Wagner v. Int’l Ry. Co., 232 N.Y. 176, 133 N.E. 437, 437-38 (1921).
Today, a claim under the rescue doctrine consists of four elements: (1) the defendant’s negligent conduct placed a person in danger, (2) the person was in immediate danger, (3) the plaintiff did not act rashly or recklessly in carrying out the rescue, and (4) the plaintiff was injured in the course of the rescue. See Dubus, 649 P.2d at 206; Diane M. Arnold, Cause of Action for Injury Sustained in Attempt to Rescue Person from Imminent Peril, 30 Causes of Action 449 (1992).”
Williams v. Foster, 281 Ill. App. 3d 203 (1996):
“Under the rescue doctrine, one who attempts to rescue another who has been placed in a position of peril by the defendant stands in the position of the rescuee for purposes of determining causation. McGinty v. Nissen, 127 Ill. App.3d 618, 469 N.E.2d 445 (1984); Seibutis v. Smith, 83 Ill. App.3d 1010, 404 N.E.2d 950 (1980). The rescue doctrine “extend[s] for the benefit of the rescuer the liability which the defendant may have toward the person he has placed in peril.” McGinty, 127 Ill.2d at 620, 469 N.E.2d at 447. Essentially, the doctrine provides that it is always foreseeable that someone may attempt to rescue a person who has been placed in a dangerous position and that the rescuer may incur injuries in doing so. Therefore, if the defendant is negligent toward the rescuee, he is also negligent toward the rescuer.”
Trapp v.
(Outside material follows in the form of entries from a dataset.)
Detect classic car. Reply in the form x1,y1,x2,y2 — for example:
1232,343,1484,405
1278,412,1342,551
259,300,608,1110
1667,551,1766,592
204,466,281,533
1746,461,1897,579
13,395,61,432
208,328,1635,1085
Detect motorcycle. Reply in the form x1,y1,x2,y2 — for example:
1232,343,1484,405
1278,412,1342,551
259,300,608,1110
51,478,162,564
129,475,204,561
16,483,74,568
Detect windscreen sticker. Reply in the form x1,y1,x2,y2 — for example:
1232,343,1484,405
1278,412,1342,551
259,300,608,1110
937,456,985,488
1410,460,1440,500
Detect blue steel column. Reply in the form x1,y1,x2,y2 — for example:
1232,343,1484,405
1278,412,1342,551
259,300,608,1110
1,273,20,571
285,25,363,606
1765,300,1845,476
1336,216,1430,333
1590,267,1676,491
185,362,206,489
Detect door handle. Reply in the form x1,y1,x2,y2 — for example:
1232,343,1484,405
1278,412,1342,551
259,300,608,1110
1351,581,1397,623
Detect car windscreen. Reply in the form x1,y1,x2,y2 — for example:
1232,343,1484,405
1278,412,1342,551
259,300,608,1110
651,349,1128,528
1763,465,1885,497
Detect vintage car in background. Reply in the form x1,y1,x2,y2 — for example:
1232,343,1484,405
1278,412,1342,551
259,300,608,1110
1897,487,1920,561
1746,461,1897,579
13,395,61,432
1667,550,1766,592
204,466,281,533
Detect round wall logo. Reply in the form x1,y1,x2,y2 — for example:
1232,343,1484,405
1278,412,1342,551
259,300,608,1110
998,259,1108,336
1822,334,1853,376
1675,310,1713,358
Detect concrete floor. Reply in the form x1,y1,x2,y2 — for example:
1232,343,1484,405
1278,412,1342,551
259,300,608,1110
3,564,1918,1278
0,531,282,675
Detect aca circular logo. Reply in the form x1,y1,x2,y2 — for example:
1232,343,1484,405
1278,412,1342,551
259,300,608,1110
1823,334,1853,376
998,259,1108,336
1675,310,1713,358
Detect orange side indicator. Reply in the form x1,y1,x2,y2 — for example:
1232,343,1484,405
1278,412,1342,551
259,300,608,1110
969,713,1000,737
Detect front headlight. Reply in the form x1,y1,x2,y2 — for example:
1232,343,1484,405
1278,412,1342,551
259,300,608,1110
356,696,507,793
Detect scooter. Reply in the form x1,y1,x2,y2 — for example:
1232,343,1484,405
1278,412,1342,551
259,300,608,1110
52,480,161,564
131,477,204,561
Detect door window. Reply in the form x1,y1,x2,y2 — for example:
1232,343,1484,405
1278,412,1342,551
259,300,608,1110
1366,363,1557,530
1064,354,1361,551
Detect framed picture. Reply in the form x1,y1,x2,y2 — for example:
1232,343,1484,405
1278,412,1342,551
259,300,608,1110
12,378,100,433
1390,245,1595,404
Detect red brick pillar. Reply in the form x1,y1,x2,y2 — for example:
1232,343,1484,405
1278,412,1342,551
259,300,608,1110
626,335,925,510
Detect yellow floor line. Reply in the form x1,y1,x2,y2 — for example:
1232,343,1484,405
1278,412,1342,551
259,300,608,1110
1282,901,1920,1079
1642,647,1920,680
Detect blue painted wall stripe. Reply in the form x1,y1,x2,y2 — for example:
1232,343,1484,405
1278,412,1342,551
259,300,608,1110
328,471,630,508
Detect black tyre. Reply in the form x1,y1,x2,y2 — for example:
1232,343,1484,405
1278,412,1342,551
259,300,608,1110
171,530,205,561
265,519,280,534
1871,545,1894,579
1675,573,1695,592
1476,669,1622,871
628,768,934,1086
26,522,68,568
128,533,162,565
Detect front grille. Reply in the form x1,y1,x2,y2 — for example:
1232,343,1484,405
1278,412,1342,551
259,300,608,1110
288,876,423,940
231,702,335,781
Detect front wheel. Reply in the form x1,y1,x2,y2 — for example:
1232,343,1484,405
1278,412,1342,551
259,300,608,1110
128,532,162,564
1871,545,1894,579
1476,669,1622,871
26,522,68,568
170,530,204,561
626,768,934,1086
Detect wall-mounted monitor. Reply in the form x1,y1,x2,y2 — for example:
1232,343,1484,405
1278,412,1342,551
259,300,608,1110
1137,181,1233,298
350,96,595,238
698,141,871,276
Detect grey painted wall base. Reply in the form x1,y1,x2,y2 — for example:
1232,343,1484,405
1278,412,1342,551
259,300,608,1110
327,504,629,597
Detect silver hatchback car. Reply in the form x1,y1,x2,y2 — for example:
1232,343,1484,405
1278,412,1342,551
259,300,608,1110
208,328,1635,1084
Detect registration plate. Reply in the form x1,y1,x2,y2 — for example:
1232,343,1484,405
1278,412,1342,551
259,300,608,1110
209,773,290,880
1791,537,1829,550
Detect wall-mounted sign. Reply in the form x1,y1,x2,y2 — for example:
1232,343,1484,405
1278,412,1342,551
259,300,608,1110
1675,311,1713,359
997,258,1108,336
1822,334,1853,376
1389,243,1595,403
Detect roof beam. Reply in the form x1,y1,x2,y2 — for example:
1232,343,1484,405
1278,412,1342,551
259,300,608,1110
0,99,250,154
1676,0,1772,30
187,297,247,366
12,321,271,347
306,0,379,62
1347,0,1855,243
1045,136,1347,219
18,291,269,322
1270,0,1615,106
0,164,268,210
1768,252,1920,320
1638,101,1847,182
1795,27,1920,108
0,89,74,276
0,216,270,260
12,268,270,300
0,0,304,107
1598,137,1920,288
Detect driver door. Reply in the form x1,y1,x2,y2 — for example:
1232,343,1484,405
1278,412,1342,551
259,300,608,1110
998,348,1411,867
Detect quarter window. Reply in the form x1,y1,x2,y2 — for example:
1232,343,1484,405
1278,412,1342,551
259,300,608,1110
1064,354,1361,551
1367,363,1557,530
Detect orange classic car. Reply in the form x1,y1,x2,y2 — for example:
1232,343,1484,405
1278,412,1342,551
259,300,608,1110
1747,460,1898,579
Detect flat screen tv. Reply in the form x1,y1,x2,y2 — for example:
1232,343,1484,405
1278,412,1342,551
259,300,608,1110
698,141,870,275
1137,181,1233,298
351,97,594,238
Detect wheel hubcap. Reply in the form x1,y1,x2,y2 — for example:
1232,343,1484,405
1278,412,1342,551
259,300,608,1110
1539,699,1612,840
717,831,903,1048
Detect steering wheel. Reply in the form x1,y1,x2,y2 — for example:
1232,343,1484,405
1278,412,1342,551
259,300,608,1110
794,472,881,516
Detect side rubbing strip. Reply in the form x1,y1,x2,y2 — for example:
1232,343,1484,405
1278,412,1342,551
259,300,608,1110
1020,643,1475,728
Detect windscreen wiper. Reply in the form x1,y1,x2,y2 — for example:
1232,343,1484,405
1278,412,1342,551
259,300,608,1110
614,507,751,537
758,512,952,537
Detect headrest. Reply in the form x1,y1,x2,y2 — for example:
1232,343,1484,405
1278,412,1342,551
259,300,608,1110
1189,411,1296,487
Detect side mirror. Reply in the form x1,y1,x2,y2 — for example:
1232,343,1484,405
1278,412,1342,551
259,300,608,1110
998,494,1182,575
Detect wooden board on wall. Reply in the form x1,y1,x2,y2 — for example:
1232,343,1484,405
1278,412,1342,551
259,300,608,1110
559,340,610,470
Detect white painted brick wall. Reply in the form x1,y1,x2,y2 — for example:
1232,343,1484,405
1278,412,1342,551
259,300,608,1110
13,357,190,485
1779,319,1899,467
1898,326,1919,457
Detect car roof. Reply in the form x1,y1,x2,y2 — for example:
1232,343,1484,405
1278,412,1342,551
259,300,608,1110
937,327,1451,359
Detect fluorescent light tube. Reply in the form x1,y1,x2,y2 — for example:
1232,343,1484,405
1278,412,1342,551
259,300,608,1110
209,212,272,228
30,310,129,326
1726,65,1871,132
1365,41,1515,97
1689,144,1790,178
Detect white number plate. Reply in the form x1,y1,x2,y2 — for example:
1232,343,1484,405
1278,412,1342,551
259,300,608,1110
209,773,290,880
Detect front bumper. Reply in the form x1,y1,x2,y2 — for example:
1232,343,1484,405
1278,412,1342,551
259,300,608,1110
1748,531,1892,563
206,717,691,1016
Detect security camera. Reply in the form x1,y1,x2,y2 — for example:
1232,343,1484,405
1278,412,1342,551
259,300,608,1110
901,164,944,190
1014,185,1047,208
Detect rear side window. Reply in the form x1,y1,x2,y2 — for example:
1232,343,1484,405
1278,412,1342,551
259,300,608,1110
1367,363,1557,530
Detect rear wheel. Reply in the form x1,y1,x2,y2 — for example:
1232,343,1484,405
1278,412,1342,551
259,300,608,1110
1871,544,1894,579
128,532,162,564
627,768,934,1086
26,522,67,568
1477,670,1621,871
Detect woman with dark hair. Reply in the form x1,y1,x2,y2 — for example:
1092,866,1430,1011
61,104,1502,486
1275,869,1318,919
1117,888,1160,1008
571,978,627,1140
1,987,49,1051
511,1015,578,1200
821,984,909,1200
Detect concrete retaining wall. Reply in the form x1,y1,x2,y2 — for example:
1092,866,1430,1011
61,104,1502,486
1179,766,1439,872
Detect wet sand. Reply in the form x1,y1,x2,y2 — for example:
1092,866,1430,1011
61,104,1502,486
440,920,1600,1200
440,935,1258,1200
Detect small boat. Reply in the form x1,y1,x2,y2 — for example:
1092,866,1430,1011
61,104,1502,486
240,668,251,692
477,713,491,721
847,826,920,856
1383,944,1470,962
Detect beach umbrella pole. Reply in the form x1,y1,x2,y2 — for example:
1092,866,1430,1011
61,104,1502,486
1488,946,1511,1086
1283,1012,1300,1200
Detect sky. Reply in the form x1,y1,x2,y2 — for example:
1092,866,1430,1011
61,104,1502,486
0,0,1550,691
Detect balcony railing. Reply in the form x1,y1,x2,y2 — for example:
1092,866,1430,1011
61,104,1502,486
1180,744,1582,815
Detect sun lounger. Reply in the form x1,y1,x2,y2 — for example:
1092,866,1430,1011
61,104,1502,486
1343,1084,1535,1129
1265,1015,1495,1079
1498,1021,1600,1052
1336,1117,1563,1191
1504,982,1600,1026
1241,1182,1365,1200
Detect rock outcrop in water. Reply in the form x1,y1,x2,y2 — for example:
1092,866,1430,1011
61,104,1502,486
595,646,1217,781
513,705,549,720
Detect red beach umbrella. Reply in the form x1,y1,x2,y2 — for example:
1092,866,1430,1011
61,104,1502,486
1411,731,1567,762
Vess, 847 So.2d 304 (Ala. 2002):
“This Court recently described the purpose of the rescue doctrine as follows: ‘The rescue doctrine arose as a way to establish causal relation between the action of the defendant and the harm to a rescuer and to prohibit the negligent defendant from using the affirmative defenses of assumption of the risk and contributory negligence against the rescuer.’ Dillard v. Pittway Corp., 719 So.2d 188, 193 (Ala. 1998). The rescue doctrine allows a person who sustains an injury when he or she comes to the aid of another in peril to recover damages based upon the negligence of the tortfeasor, despite the absence of proximate cause. See id. In order to meet the standard under the rescue doctrine, the defendant must have been negligent as to the person being rescued. If so, the defendant is deemed to have acted negligently towards the rescuer as well.”